The sensitivity analysis on travel time in the peak periods

We then compare the situation in which the transfer time in morning peak times increases or decreases by 20% on the model. The results are illustrated in Fig. 17. It is found that the variation of transfer time in a short time has little influence on the final result of the model, including the services level and Co-bus utilization. This can be explained by the fact that the object of our study is a region in a city, which means that the bus lines are relatively concentrated, and the transfer process does not need to stop and pick up passengers along the bus line. Therefore, the overall influence is slight regardless of the variation in transfer time.

Fig. 17
figure 17

The sensitivity analysis for transfer time in the peak periods

Finally, we compare the situation in which the number of departures on ordinary bus lines in morning peak periods increases or decreases by 20% on the model. The results are illustrated in Fig. 18. It suggests that the change will have little impact on the route planning of Co-buses. The service level will increase as the number of ordinary buses increases simultaneously, which indicates that the operation of the Co-bus has strong robustness and will not fluctuate significantly due to the fine-tuning of bus companies to the original bus line departure strategy.

Fig. 18
figure 18

The sensitivity analysis for the number of departures on ordinary line in the peak periods

Briefly, we have demonstrated the superiority and robustness of our proposed Co-bus scheme, and that the route planning model can improve the service level and utilization efficiency of Co-buses. Therefore, our proposed scheme (Co-bus) can provide effective solutions for urban bus management.

7 Conclusion

In this paper, we propose a new scheme “Co-bus” for urban bus transportation, which considers that cooperation with ordinary buses to improve the service level and reduce the gap between travel demand and capacity. To support our decision model, we use GAN with traffic scenario segmentation by metric learning, which can learn the weights of features adaptively to facilitate predictive performance. Based on the actual bus data, we conduct extensive experiments to verify that our scheme can generate effective routes to optimize the operation of Co-buses. The experiment results show that our planning routes can significantly improve the service level and Co-bus utilization rate. Our proposed Co-bus scheme effectively alleviates the imbalance between urban demand and capacity.

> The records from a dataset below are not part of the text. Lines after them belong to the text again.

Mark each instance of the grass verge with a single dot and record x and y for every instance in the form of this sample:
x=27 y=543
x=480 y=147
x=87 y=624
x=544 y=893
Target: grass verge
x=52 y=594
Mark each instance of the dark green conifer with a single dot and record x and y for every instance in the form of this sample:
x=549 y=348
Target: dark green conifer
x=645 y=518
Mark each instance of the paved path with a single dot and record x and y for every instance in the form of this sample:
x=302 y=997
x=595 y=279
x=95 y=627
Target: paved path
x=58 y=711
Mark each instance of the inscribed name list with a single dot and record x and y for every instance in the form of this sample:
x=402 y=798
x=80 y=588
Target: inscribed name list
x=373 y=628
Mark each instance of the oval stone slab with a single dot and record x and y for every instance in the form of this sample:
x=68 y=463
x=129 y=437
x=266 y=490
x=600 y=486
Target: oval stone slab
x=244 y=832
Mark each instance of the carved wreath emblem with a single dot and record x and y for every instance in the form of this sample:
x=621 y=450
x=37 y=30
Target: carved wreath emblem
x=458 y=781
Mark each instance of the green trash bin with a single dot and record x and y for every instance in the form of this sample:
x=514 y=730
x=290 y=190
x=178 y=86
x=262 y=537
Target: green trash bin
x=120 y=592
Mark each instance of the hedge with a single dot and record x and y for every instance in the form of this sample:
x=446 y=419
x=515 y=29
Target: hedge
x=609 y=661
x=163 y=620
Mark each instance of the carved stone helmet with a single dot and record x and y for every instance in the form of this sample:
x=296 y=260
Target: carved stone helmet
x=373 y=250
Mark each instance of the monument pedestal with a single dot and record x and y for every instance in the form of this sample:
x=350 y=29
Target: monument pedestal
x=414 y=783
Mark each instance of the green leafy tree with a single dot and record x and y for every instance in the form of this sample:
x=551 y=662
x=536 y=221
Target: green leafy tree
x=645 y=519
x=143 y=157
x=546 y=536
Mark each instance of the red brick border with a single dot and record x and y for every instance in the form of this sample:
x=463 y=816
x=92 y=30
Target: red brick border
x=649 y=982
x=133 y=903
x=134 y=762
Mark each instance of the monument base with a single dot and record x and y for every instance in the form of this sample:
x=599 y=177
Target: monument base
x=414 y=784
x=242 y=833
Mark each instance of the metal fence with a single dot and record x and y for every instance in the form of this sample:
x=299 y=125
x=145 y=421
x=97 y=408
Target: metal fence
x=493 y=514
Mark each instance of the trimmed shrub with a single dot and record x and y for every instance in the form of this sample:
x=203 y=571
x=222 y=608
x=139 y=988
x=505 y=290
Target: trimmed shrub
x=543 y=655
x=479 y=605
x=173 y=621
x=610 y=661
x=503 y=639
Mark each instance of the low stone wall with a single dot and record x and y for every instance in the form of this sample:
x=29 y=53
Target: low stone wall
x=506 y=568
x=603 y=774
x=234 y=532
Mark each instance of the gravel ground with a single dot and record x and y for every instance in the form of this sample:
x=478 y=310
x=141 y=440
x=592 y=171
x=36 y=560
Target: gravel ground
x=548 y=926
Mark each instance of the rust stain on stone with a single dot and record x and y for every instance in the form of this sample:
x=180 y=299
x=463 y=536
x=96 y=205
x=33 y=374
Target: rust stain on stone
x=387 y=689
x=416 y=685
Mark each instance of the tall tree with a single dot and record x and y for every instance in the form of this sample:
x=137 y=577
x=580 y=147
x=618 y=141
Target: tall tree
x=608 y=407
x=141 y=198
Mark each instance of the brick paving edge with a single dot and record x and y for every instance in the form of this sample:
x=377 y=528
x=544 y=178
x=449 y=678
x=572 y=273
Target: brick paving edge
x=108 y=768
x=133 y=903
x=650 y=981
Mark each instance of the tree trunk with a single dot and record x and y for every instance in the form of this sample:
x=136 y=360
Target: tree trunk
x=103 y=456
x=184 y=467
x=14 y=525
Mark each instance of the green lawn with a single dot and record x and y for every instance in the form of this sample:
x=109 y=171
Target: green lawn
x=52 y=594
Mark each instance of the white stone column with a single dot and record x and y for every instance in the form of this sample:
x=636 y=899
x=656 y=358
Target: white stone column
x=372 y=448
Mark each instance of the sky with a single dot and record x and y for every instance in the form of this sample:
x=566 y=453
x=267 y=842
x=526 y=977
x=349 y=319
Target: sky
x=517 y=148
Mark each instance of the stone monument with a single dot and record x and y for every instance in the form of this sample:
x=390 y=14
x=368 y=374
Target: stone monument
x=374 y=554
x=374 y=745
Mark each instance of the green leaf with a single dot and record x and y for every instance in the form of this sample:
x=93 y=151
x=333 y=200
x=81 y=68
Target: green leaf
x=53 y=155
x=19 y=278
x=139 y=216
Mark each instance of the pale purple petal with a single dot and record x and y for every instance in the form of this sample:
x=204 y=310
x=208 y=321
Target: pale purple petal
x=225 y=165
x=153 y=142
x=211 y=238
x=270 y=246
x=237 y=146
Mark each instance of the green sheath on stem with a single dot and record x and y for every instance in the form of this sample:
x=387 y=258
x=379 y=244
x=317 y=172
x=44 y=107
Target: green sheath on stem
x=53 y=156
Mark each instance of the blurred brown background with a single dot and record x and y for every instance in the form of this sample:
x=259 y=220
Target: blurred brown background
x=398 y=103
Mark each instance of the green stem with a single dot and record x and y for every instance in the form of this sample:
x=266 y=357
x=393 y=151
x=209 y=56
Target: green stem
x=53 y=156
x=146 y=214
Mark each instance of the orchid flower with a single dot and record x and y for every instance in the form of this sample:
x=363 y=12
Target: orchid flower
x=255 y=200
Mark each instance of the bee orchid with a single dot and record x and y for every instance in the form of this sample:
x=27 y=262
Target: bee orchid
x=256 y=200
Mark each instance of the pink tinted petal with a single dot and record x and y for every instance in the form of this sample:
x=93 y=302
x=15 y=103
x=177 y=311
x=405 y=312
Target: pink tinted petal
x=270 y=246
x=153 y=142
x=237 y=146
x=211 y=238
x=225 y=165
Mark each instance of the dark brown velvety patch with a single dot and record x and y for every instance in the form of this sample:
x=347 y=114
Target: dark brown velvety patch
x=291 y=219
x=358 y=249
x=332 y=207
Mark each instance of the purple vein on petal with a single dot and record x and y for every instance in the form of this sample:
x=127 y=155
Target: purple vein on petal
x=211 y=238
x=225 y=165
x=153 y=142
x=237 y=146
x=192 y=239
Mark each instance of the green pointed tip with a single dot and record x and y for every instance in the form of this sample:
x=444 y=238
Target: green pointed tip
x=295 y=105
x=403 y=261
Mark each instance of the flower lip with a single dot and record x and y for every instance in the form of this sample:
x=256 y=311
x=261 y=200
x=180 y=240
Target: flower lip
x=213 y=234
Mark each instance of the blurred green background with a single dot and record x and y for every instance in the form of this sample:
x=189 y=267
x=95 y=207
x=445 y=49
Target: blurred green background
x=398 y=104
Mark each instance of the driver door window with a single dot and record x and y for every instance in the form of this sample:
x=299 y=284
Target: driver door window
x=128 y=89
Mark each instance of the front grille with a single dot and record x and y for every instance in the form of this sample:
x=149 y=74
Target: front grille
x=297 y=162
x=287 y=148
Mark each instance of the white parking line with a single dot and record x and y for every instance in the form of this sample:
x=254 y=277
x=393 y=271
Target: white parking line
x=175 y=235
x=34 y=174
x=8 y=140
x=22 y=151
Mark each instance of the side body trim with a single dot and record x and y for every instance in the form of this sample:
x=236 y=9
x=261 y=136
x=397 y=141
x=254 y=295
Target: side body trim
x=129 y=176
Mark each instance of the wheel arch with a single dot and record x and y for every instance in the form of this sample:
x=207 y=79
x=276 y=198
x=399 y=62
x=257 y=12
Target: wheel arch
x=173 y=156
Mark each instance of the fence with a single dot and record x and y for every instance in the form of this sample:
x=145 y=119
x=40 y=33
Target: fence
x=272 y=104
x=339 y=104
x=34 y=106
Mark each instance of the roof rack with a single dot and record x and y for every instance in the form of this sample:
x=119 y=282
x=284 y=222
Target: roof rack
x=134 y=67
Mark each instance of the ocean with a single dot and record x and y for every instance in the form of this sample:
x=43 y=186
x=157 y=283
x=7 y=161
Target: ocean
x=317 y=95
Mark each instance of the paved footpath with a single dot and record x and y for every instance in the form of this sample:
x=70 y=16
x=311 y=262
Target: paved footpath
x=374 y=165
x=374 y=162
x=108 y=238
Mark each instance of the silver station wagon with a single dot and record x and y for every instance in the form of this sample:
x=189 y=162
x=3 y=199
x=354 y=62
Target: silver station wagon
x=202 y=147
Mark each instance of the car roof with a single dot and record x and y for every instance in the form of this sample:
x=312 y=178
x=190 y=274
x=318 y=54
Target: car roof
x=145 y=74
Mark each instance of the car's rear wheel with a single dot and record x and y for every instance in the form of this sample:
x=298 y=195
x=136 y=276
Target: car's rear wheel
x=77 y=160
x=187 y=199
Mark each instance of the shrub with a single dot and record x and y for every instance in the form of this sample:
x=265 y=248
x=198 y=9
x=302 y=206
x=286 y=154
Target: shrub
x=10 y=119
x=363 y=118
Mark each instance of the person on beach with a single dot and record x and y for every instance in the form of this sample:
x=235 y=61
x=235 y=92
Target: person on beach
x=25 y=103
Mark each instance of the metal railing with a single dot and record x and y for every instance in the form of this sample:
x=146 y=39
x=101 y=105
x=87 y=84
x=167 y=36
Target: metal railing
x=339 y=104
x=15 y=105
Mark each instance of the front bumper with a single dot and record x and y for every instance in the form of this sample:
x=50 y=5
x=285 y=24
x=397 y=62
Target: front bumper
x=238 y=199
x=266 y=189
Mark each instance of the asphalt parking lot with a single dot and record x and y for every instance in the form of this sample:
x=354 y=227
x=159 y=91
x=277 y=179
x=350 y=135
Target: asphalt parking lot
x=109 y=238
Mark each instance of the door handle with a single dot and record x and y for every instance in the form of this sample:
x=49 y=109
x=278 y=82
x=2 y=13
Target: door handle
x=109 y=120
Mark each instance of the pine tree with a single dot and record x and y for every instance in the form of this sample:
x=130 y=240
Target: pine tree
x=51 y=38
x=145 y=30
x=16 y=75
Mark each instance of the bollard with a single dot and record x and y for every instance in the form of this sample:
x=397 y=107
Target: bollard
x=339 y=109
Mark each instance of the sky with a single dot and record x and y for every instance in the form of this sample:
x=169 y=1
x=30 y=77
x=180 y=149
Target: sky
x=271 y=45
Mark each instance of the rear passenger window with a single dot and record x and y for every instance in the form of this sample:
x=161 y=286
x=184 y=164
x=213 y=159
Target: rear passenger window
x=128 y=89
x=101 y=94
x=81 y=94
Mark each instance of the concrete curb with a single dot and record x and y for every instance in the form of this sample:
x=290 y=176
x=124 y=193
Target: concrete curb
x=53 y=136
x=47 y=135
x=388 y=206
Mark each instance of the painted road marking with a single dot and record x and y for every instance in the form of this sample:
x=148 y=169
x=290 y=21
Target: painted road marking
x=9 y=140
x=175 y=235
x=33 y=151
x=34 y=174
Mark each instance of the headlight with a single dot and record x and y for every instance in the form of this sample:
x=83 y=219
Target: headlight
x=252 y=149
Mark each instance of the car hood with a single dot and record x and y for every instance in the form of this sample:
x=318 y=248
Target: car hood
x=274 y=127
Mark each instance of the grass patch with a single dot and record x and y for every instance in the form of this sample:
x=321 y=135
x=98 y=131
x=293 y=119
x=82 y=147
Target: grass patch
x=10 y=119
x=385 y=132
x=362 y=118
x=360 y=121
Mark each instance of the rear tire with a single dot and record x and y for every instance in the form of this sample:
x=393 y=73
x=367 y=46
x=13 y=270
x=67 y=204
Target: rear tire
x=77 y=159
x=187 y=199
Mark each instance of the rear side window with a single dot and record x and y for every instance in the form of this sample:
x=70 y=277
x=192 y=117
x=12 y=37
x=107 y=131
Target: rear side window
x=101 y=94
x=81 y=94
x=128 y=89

In addition, some managerial implications are obtained through our study. First, public transport operators are supposed to consider expanding the supply of Co-bus, to promote a more flexible new norm with the idea of sharing paradigm, so that the passenger transport resources are more likely to adapt to the changing passenger demand. Second, insightful strategic and operational decision-making can be facilitated by not only an accurate prediction model but also proper processing skills to enhance the data quality. This will completely convey the value of data and enable better prediction performance. To realize that, we need to reduce the overfitting risk and better reflect the ground truth, by including but not limited to carrying out rational segmentation and exploiting the synergy effect by ensemble learning, which also implies the key idea of “data-driven”.

Finally, we list some extensions to this work. (1) The integration of both the Co-bus and other available transport resources, such as minibuses and private vehicles, in the road transportation system. Through using these additional resources, the joint optimization of the overall resources of the entire city can be studied, combined with the prediction of time-dependent passenger demand. (2) Improved prediction algorithm to enhance the model's ability to capture and recognize wave patterns through representation learning and automatic feature engineering. (3) Better acceleration strategies for the MIP, e.g., some cutting planes can be customized according to the scenario characteristics and optimal structures, in order to minimize the feasible domain and accelerate the solution.